Cuando finalizó la Gran Guerra, DELAG reanudó en 1919 los servicios de transporte aéreo. Con un nuevo modelo, LZ-120 Bodensee, la empresa empezó a volar de Friedrichshafen a Berlín con escala en Múnich. El dirigible alojaba en la cabina a 26 pasajeros en cómodos butacones y estaba equipado con una pequeña cocina en la que se preparaban platos calientes. En 1920 DELAG incorporó a su flota otro zepelín, el LZ-121 Nordstern, para volar a Estocolmo, pero los vencedores de la Gran Guerra decidieron incautarle a la sociedad alemana sus dos dirigibles: el Bodensee se lo quedó Italia y el Nordstern Francia.
Hasta que no se aliviaron las restricciones impuestas por los aliados a la fabricación de dirigibles de cuerpo rígido en Alemania, DELAG permaneció inactiva. En 1928, un nuevo zepelín, el LZ 127 Graf Zeppelin tomó el relevo para iniciar el transporte aéreo comercial a través de los océanos. Este espléndido dirigible recibió el nombre de la hija del conde Zeppelin, en memoria del insigne emprendedor que había fallecido hacía once años. Durante nueve años, de 1928 a 1937, el LZ-127 Graf Zeppelin efectuó 590 vuelos y transportó 34 000 pasajeros sin que ninguno de ellos perdiese la vida. Viajó al Ártico, cruzó el Atlántico Norte y el Sur en numerosas ocasiones y dio la vuelta al mundo.
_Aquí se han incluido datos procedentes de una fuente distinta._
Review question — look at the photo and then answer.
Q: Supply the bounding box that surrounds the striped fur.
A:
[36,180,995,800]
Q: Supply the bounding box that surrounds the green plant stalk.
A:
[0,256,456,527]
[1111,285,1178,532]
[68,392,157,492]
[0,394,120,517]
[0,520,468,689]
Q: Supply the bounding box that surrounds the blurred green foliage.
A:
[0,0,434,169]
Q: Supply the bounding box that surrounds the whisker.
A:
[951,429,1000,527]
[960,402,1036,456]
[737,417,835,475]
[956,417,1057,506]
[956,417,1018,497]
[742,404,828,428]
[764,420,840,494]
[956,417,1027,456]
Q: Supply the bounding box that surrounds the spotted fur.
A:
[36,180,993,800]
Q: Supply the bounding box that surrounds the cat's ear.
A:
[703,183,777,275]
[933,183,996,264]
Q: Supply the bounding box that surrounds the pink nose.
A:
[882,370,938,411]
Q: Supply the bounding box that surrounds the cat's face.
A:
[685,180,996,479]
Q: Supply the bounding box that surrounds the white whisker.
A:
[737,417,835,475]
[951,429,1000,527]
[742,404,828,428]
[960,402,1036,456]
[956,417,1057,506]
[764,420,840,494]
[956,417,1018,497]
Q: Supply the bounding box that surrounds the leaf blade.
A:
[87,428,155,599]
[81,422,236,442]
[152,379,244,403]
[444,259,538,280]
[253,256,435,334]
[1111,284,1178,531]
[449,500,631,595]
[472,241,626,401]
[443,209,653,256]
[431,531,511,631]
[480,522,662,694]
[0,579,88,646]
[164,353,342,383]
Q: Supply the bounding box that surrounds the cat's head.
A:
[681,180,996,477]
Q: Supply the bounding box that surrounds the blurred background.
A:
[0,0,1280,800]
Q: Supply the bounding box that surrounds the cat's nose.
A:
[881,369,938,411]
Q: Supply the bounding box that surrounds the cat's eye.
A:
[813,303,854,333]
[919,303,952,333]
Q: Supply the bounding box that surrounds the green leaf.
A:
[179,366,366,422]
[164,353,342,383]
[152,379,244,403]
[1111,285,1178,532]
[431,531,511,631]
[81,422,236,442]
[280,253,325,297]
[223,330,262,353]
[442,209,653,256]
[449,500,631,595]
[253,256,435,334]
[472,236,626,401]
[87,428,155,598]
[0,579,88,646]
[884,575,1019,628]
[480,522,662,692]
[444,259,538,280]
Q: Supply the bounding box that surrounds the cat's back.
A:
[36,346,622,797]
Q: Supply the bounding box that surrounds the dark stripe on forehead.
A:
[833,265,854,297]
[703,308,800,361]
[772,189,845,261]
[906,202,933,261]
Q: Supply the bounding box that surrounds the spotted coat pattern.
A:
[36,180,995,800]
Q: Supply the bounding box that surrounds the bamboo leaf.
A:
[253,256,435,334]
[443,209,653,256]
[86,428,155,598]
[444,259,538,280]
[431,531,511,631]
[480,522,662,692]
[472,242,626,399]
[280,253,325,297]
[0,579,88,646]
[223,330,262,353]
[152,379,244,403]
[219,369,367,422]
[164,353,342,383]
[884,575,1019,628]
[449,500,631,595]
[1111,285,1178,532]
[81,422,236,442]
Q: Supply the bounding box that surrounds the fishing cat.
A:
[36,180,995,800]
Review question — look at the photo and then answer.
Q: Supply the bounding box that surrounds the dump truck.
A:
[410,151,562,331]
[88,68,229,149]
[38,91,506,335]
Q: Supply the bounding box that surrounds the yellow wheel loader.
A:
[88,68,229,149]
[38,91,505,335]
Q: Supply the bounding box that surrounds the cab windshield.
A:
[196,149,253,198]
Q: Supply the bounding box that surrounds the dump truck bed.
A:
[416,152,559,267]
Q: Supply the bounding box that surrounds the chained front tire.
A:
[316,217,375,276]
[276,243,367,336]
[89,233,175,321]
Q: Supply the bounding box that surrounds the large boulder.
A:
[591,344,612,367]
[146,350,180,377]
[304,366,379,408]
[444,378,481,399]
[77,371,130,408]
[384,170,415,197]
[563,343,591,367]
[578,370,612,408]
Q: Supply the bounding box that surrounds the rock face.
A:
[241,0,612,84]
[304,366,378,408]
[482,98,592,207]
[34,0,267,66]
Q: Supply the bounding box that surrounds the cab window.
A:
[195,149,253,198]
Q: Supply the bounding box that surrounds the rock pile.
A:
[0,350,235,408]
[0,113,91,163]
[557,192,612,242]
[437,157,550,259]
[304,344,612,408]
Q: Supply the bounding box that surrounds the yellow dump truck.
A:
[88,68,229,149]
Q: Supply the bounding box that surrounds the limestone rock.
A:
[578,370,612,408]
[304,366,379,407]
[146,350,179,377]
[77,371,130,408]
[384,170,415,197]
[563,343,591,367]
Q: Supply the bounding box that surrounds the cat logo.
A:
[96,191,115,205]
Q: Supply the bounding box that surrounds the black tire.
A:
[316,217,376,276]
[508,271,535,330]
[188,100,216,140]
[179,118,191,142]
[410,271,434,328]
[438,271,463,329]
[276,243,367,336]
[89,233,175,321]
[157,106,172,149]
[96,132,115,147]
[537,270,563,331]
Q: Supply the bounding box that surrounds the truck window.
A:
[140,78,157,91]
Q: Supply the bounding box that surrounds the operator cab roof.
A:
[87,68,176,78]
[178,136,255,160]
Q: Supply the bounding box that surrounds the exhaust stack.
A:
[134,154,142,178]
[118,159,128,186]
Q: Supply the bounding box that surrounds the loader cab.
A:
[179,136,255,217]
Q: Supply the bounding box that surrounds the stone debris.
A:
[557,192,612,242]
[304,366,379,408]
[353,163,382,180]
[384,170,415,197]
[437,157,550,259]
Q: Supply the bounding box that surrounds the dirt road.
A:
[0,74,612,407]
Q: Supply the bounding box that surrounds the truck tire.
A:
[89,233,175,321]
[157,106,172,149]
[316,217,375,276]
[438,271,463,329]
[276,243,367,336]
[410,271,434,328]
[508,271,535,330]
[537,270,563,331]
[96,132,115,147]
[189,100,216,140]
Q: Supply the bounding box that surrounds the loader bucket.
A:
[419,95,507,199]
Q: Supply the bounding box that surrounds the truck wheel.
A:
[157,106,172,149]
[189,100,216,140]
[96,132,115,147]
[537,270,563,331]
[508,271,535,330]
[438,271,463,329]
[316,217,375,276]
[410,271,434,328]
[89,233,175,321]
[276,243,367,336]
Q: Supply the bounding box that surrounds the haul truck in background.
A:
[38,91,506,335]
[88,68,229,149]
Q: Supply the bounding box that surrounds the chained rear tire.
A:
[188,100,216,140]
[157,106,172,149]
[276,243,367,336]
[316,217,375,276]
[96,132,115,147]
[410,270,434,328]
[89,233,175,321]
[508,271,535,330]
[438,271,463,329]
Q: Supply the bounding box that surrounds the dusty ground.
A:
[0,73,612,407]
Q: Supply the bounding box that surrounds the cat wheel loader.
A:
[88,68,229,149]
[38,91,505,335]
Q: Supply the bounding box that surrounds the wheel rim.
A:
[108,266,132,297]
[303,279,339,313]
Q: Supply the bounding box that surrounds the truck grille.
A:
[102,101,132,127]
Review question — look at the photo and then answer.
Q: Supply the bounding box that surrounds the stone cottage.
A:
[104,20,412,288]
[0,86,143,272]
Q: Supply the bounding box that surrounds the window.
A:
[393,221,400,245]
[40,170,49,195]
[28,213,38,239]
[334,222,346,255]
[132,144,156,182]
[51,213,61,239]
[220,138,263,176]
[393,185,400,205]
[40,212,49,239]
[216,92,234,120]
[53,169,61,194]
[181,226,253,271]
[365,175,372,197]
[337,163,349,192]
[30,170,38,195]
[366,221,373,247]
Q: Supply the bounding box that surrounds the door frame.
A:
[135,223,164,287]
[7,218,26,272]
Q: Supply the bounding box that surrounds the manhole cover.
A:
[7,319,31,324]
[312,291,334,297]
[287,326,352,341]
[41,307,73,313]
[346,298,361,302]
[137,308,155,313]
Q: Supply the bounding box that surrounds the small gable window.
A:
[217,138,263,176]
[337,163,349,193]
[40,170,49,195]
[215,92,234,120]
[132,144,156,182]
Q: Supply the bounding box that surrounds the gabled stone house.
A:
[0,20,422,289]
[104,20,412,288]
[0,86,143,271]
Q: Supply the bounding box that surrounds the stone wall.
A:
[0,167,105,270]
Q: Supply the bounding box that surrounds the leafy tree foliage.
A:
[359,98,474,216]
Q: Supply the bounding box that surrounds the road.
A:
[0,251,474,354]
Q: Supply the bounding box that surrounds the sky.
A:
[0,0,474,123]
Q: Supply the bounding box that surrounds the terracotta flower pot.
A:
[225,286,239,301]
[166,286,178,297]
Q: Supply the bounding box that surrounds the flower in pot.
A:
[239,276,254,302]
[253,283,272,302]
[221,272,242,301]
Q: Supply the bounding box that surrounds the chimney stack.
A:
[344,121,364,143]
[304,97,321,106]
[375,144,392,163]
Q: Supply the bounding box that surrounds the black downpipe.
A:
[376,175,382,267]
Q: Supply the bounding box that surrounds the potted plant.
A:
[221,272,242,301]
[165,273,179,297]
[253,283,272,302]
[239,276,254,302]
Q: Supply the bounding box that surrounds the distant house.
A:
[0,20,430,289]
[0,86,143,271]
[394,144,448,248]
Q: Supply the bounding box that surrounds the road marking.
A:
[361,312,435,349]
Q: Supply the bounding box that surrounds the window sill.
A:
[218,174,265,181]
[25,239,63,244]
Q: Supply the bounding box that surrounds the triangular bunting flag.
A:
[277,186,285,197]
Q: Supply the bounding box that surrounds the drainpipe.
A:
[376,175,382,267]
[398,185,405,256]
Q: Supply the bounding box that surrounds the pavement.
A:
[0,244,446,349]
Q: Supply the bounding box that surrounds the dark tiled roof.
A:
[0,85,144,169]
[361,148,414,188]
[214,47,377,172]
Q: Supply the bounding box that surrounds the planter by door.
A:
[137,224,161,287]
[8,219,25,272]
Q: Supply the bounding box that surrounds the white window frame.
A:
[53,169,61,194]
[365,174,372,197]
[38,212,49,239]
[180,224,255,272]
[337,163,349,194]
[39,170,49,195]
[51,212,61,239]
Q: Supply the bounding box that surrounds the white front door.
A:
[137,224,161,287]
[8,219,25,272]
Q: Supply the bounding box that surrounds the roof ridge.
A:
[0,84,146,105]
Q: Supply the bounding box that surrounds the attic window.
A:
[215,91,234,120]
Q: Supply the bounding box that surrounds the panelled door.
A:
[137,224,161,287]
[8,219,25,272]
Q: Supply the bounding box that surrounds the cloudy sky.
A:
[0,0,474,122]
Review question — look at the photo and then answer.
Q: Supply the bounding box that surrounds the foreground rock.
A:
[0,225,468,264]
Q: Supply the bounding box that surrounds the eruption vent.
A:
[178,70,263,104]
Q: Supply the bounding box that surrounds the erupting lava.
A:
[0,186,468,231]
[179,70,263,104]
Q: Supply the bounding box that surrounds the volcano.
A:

Medía 250 metros de longitud, pesaba al despegar unas 87 toneladas, podía recorrer 10 000 kilómetros sin repostar y navegaba a unos 117 kilómetros por hora. Transportaba en cómodas cabinas a 20 pasajeros, atendidos por una tripulación de 36 personas. El lujo que disfrutaban los viajeros se combinaba, en algunas ocasiones, con fuertes emociones, como las que experimentaron durante el vuelo inaugural, poco antes de aterrizar en Nueva York, cuando un equipo de tripulantes tuvo que salir en pleno vuelo a efectuar reparaciones en una de las góndolas; el vuelo de Friedrichshafen a Nueva York duró 111 horas y 44 minutos mientras que el regreso, gracias al viento favorable, lo hizo en 71 horas y 49 minutos. Para acortar el tiempo de viaje hacia el oeste a través del Atlántico Norte, con los vientos dominantes en contra, DELAG necesitaba un dirigible con motores más potentes que los del Graf Zeppelin. Como la sociedad carecía de recursos para financiarlo se vio obligada a solicitar la ayuda del Gobierno que se la proporcionó y se convirtió en el principal accionista.
En 1936, la empresa que sustituyó a la antigua DELAG, controlada por el gobierno nazi, estrenó el LZ-129 Hindenburg, un dirigible que podía transportar hasta 72 pasajeros, acompañados de una tripulación de 52 personas. Sus motores, más potentes, permitían acortar el viaje a través del Atlántico Norte y sustituyó al Graf Zeppelin en esta ruta. A bordo estaba equipado con lujosas cabinas, salones, sala de escritura, comedor, bar, sala de fumadores y miradores panorámicos; a los pasajeros se les ofrecía un servicio extraordinariamente refinado. En 1937 el Hindenburg representaba el último estado del arte en cuanto al transporte aéreo comercial en vuelos de largo recorrido.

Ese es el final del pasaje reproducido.